Tainy singles chronology
| "Callaita" (2019) | "Fuego" (2019) | "Adicto" (2019) |

Music video
- "Fuego" on YouTube

= Fuego (DJ Snake, Sean Paul and Anitta song) =

"Fuego" (English: "Fire") is a song recorded by French DJ and record producer DJ Snake, Jamaican dancehall musician Sean Paul, and Brazilian singer Anitta featuring Puerto Rican record producer Tainy, from DJ Snake's second studio album Carte Blanche, which was released on 26 July 2019. It was simultaneously released as a single.

== Background ==
Anitta took the song to Rock in Rio, a festival that took place from 27 September to 6 October 2019 in Rio de Janeiro, creating a high expectation for the new track, and by unveiling it to the public. She later said about the song : "This song is important to me for a number of reasons.
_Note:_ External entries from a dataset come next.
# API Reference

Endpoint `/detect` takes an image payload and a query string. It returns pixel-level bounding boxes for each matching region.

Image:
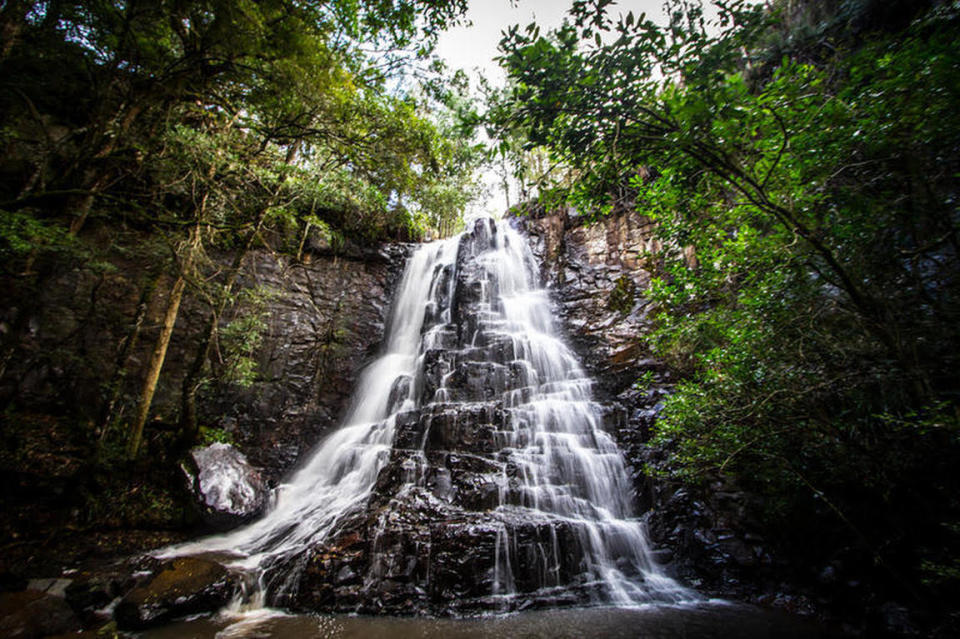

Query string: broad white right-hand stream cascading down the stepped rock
[446,221,692,605]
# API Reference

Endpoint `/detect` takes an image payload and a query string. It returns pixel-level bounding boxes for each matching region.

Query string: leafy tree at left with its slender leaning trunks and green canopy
[0,0,476,456]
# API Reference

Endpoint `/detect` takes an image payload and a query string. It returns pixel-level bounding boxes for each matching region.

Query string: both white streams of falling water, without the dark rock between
[160,221,692,605]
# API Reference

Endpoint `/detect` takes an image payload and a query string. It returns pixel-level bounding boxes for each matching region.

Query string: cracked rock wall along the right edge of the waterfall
[518,210,776,607]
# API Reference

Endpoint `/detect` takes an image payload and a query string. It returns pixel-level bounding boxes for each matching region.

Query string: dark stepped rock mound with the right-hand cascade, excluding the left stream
[278,221,684,614]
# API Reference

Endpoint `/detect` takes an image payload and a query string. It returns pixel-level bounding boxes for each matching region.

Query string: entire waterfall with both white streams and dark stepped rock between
[164,220,691,612]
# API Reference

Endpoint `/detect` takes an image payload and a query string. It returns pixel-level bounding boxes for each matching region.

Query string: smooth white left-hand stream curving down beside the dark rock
[157,239,456,570]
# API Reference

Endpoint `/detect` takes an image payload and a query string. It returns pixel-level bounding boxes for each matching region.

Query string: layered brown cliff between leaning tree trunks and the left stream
[191,245,409,479]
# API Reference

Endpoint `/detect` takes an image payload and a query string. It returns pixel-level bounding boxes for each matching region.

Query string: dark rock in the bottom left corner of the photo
[0,590,80,639]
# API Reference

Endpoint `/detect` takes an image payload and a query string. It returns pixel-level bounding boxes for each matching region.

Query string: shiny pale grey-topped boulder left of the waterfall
[181,443,269,530]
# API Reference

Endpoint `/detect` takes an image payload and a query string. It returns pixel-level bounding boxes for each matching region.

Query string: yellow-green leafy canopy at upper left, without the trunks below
[0,0,472,248]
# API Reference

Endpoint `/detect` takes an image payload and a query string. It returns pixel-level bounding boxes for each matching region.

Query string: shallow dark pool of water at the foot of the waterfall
[139,602,838,639]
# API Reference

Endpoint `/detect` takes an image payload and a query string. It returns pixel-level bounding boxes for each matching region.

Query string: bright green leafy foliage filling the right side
[493,1,960,620]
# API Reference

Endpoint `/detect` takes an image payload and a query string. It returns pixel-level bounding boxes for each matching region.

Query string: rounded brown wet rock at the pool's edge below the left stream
[114,557,238,630]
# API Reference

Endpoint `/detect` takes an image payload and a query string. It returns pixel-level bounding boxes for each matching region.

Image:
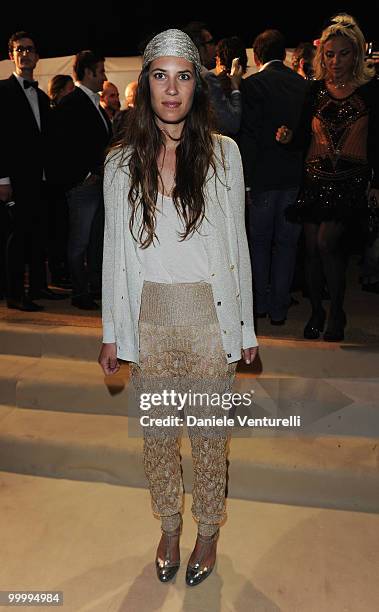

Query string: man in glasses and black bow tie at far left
[0,32,60,311]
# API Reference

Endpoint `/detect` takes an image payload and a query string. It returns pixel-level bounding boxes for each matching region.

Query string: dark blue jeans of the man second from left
[66,178,104,297]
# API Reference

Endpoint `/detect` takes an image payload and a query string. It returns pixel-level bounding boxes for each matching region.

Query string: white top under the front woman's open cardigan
[137,194,209,283]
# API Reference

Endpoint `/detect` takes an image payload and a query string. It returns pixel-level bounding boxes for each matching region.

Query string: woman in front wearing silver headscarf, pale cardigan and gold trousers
[99,30,257,586]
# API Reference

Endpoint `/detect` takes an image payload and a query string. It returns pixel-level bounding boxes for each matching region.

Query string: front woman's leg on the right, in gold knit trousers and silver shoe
[186,313,236,586]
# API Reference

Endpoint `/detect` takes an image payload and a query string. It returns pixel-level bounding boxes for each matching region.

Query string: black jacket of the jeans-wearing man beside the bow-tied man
[51,87,112,190]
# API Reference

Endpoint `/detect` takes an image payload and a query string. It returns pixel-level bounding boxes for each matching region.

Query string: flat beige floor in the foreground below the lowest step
[0,472,379,612]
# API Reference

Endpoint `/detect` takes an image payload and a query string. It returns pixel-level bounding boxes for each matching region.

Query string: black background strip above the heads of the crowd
[0,0,379,59]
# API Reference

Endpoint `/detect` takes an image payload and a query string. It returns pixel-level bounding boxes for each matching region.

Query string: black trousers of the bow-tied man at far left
[6,183,48,301]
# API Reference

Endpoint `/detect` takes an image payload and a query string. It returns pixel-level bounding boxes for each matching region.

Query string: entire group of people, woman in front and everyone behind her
[0,14,379,586]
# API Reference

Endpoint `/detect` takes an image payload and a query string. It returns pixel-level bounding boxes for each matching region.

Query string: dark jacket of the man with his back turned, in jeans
[238,61,309,192]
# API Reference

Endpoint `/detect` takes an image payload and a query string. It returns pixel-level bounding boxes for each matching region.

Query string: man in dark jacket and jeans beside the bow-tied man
[53,51,112,310]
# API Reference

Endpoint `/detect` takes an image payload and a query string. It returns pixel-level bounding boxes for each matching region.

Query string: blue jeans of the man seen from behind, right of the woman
[248,188,301,320]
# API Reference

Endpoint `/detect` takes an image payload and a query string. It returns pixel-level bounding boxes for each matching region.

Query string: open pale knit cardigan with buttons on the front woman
[102,135,258,364]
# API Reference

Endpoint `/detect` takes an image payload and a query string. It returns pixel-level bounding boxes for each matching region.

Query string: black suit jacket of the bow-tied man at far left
[0,75,50,201]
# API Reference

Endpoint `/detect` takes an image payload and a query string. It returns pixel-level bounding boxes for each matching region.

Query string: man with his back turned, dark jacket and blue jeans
[239,30,307,325]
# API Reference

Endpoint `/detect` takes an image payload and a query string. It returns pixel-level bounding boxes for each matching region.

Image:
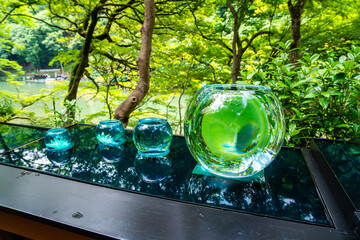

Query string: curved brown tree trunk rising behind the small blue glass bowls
[114,0,155,127]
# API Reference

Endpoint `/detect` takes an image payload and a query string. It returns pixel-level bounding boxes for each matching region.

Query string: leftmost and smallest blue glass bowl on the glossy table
[44,128,73,151]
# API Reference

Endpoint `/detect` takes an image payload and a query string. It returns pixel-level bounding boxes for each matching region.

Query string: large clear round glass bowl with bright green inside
[184,84,285,178]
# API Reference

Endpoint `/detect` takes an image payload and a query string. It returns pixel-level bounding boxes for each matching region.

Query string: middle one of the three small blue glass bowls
[96,120,125,146]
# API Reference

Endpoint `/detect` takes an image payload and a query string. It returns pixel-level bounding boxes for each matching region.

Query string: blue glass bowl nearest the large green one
[133,118,173,157]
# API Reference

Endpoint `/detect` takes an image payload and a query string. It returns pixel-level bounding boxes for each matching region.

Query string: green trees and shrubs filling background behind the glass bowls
[0,0,360,147]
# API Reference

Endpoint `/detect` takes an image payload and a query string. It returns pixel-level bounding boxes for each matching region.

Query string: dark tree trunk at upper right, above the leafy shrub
[288,0,306,64]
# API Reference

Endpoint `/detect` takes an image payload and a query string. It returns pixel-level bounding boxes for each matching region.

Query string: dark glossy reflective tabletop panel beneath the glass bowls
[0,125,330,226]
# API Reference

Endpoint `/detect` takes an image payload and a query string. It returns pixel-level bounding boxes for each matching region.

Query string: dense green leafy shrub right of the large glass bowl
[247,43,360,147]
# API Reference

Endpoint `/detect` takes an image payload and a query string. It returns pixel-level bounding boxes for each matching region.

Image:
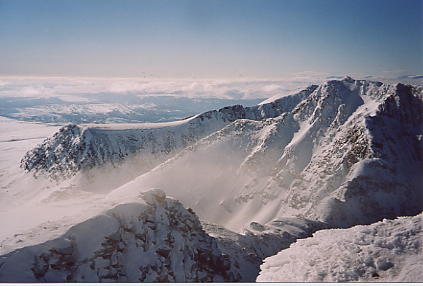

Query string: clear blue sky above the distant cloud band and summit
[0,0,423,78]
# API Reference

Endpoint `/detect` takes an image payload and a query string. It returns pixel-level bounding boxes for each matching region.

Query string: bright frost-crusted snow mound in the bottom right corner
[257,214,423,282]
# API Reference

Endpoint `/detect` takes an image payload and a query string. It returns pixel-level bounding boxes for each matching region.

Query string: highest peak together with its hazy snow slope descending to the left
[104,78,423,231]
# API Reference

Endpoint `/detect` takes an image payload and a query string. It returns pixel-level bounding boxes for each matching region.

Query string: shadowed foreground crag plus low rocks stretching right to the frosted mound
[0,189,323,282]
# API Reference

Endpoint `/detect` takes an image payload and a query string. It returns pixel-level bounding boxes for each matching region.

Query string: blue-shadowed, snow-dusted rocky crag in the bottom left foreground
[0,190,240,282]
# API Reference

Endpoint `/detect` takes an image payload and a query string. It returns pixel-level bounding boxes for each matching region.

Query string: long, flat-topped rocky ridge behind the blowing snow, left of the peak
[21,86,316,180]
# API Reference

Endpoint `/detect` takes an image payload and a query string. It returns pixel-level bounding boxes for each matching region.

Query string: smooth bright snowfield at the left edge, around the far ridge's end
[0,117,107,253]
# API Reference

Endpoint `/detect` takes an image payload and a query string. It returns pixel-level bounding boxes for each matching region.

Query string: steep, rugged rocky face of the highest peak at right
[264,79,423,227]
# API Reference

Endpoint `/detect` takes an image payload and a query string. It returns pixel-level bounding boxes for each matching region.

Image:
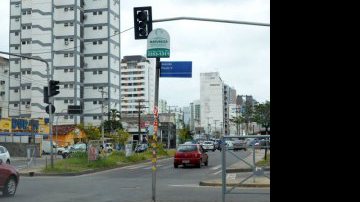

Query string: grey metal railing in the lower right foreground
[221,135,270,202]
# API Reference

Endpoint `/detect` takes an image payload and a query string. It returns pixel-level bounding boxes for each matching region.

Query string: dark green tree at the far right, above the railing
[254,101,270,134]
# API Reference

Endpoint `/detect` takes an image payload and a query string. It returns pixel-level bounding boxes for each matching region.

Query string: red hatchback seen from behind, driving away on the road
[174,144,209,168]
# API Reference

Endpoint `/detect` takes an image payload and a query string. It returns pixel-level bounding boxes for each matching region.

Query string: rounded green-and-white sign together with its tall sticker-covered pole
[147,28,170,202]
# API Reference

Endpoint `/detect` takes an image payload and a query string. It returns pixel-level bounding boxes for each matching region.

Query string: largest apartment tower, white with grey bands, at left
[9,0,120,125]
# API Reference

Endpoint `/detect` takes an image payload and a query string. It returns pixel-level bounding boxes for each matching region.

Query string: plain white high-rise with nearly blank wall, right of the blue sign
[200,72,224,133]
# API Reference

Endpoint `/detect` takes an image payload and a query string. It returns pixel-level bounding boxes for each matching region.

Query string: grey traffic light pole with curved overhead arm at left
[0,51,54,168]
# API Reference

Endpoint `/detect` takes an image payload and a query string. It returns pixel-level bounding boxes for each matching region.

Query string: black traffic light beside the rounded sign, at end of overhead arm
[134,6,152,39]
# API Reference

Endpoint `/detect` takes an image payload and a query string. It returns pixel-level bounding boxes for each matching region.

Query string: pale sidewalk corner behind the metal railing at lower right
[199,150,270,187]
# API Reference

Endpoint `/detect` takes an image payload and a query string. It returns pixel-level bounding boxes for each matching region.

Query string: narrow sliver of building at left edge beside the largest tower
[0,56,9,118]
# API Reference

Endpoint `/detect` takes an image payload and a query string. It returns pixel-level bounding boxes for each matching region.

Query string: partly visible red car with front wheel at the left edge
[0,159,19,196]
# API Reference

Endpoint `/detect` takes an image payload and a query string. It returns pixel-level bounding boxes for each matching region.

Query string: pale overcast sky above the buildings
[0,0,270,107]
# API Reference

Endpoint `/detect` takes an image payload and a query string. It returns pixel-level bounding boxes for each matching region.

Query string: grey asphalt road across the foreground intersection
[0,151,270,202]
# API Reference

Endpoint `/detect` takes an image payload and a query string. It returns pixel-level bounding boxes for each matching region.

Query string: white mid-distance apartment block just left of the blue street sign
[121,55,155,116]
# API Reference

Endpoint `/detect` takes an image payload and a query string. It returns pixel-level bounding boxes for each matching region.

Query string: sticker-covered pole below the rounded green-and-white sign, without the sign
[152,57,160,202]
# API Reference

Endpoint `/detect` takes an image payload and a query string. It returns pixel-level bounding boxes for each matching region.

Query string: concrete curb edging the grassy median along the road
[19,157,172,177]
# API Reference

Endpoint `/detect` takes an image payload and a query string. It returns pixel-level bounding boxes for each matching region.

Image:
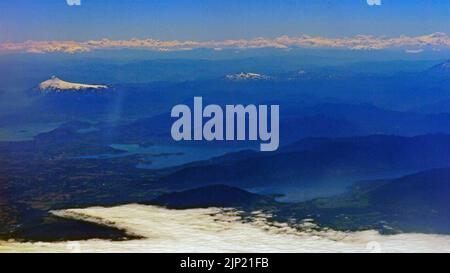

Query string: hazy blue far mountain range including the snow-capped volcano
[0,56,450,125]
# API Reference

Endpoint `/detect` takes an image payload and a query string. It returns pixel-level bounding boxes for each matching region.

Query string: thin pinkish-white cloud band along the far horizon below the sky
[0,32,450,54]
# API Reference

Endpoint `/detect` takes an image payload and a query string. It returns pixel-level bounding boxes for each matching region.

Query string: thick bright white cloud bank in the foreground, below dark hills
[0,204,450,253]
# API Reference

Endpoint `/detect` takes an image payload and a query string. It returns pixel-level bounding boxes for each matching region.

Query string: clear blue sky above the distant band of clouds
[0,0,450,42]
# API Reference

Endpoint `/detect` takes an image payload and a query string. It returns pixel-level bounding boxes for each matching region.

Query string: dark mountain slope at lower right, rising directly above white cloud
[277,168,450,234]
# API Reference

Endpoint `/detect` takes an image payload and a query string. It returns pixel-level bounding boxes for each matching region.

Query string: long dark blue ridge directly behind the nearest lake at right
[161,134,450,194]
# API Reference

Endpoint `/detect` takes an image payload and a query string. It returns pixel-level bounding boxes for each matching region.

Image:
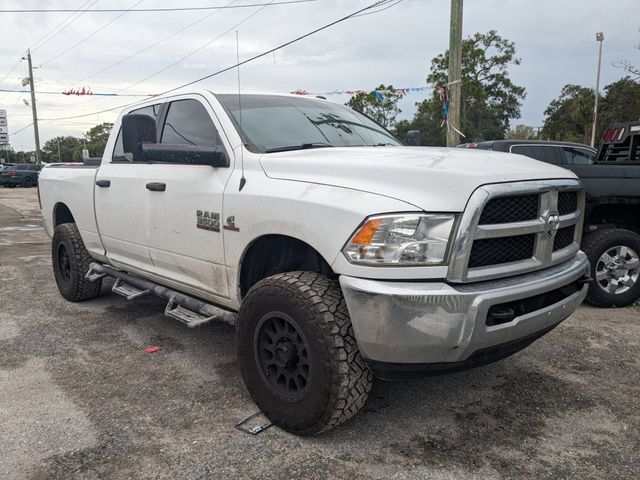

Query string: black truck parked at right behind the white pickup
[459,133,640,307]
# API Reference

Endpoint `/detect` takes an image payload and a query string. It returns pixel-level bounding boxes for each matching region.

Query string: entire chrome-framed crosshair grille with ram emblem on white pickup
[447,180,584,282]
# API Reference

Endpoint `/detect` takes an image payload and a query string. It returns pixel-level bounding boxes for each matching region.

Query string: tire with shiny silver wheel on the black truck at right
[582,228,640,307]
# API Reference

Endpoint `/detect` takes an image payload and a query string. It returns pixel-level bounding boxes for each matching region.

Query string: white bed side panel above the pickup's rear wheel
[39,166,105,260]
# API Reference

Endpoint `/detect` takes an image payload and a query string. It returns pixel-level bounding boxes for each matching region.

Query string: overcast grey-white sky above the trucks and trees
[0,0,640,150]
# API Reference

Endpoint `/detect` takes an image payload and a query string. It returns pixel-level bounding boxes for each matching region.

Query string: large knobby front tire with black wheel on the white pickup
[236,272,373,435]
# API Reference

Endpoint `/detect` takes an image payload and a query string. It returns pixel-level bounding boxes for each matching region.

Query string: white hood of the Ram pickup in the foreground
[260,147,576,212]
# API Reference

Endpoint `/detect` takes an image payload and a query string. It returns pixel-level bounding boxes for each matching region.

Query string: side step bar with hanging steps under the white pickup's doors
[85,262,237,327]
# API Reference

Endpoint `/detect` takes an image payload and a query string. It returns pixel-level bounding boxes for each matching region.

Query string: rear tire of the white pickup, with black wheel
[51,223,102,302]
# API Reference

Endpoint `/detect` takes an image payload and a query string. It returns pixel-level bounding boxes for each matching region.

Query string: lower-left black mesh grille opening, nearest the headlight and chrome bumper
[469,234,536,268]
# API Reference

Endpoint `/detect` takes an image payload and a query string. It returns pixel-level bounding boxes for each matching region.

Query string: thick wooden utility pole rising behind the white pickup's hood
[447,0,462,147]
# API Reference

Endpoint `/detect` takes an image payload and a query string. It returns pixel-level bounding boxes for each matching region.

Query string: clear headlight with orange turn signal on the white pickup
[342,213,455,266]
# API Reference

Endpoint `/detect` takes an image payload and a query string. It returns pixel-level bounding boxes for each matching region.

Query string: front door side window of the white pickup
[160,100,222,147]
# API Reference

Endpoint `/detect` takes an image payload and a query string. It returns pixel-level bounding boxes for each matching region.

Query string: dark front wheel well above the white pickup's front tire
[240,235,334,297]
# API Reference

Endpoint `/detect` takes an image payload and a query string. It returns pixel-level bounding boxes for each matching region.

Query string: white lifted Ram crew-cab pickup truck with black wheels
[39,91,589,435]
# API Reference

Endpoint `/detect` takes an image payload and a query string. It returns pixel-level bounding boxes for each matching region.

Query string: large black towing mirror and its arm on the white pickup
[122,113,229,167]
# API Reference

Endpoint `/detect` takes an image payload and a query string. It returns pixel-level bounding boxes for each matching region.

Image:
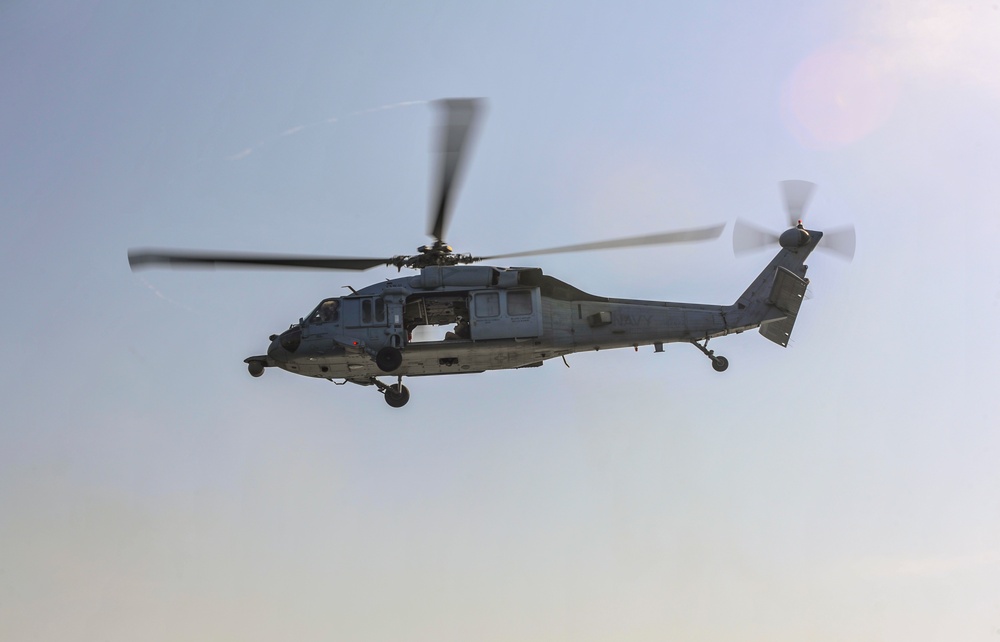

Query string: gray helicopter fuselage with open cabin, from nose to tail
[246,239,818,385]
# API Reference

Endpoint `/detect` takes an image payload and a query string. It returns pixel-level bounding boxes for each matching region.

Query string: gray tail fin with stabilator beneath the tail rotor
[727,230,823,347]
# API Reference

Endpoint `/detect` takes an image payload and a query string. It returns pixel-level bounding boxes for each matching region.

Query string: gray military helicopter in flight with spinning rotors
[128,99,854,408]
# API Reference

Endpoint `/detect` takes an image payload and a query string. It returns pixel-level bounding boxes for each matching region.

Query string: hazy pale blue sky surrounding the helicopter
[0,0,1000,641]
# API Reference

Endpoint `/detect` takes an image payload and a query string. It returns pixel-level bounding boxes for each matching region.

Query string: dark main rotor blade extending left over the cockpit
[128,249,392,270]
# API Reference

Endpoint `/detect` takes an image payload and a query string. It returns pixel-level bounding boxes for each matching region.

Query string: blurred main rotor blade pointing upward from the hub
[427,98,484,241]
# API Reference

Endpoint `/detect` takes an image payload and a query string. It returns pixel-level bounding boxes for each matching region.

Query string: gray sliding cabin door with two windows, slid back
[471,288,542,341]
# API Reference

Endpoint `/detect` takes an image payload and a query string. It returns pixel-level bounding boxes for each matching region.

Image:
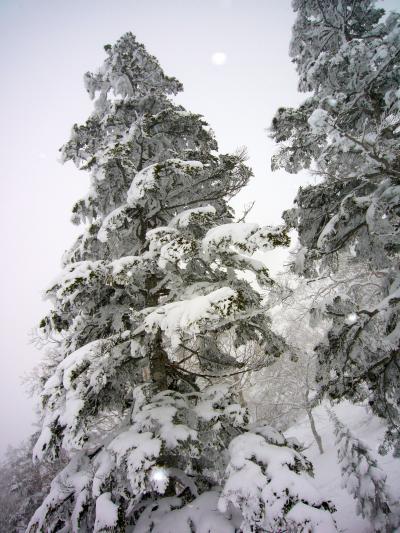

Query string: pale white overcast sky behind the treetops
[0,0,399,454]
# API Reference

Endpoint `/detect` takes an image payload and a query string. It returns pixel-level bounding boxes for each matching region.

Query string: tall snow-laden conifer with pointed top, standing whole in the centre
[30,33,334,533]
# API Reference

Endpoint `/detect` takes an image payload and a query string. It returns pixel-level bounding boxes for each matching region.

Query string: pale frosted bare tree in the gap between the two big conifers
[245,272,335,453]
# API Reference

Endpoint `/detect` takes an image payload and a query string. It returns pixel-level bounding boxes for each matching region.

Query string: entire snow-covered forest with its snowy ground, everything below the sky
[0,0,400,533]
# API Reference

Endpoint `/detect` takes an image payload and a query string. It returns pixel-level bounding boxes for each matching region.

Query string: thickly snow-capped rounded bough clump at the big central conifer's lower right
[218,433,335,533]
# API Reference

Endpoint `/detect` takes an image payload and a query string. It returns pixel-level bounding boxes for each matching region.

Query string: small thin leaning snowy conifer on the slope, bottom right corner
[328,409,400,533]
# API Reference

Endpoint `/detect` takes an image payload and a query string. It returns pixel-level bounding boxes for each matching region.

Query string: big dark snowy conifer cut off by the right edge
[272,0,400,452]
Firstly, DJ Snake is considered one of the greatest DJs of the moment. [...] He is extremely giant, has several hits that the whole Brazil dances, sings, memes, viralizes. [...] And because I have Sean Paul, Sean Paul, he was part of my life story, I grew up listening to Sean Paul."

== Critical reception ==
Katie Stone from EDM.com called the song a "reggaeton smash" endowed with "sultry vocals and an infectious production", and noted that it's "the type of single that will get the dance floors bumping and grinding". In the same way, DJ Mag France, Switzerland & Belgium described "Fuego" as "a new hit crossover that moves away from EDM to better embrace reggaeton and dancehall sounds". Writing for Idolator, Mike Nied compared the release to DJ Snake's 2018 song "Taki Taki".

== Music video ==
First, a lyric video of the track was made. It consists of a colourful lyrical animation video featuring dancers, it was posted on 31 July 2019 through DJ Snake YouTube channel. In her Instagram, Anitta released a short of a choreography and included the name of the DJ, in addition to a countdown, in order to raise hints for an upcoming music video. He posted a teaser on 9 October via his social media, and launched a premiere for the video, which was scheduled for the following day. It was released on 10 October, through his YouTube channel. Shot in Los Angeles, USA, in August 2019, and directed by award-winning Colin Tilley, who worked for Kendrick Lamar, Rihanna, Nicki Minaj and Justin Timberlake, it takes place in a mysterious world, reminiscent of an old circus, "full of maze of mirrors, fire tunnels and threatening forests". In turn, DJ Snake, Sean Paul and Anitta each write their own mini-narrative. DJ Snake is dancing around a dark area where he hangs near to a wolf and intermittently changes his jacket, while Sean Paul sings from inside a tunnel of fire. Anitta appears with several neat models, wiggling and stepping alongside dancers in a water mirror. According to Katie Stone from EDM.com, the video is "set to be as spicy and sexy as the song it accompanies". Katie Bain from Billboard noted that "the lighting makes everyone look sexy". Then, she wrote that the clip has a "slick, shiny effect" which raise the temperature.

== Commercial performance ==
Before having a clip, the song has been streamed over 14 million times on Spotify and the lyric video had over 4 millions of views. The song also entered position 40 in the US Hot Dance/Electronic Songs chart during the week of 10 August, before it even had a clip. The music video, released on 10 October 2019, was also viewed nearly 300,000 times in just over an hour, and 500,000 times in less than two hours after it went online.

== Credits and personnel ==
Credits adapted from Tidal.

- DJ Snake – production, composition, lyrics, mixing, studio personnel
- Tainy – production, composition, lyrics
- Sean Paul – composition, lyrics
- Camilo – composition, lyrics
- Christopher Chil – composition, lyrics
- Donny Flores – composition, lyrics
- Michael Sabath – composition, lyrics

== Charts ==

Chart performance for "Fuego"
| Chart (2019) | Peak position |
|---|---|
| Belgium (Ultratip Bubbling Under Wallonia) | 30 |
| Belgium Dance (Ultratop Wallonia) | 14 |
| Portugal (AFP) | 63 |
| US Hot Dance/Electronic Songs (Billboard) | 31 |

==Certifications==

| Region | Certification | Certified units/sales |
| Brazil (Pro-Música Brasil) | Diamond | 160,000^{‡} |
| Portugal (AFP) | Gold | 5,000^{‡} |
^{‡} Sales+streaming figures based on certification alone.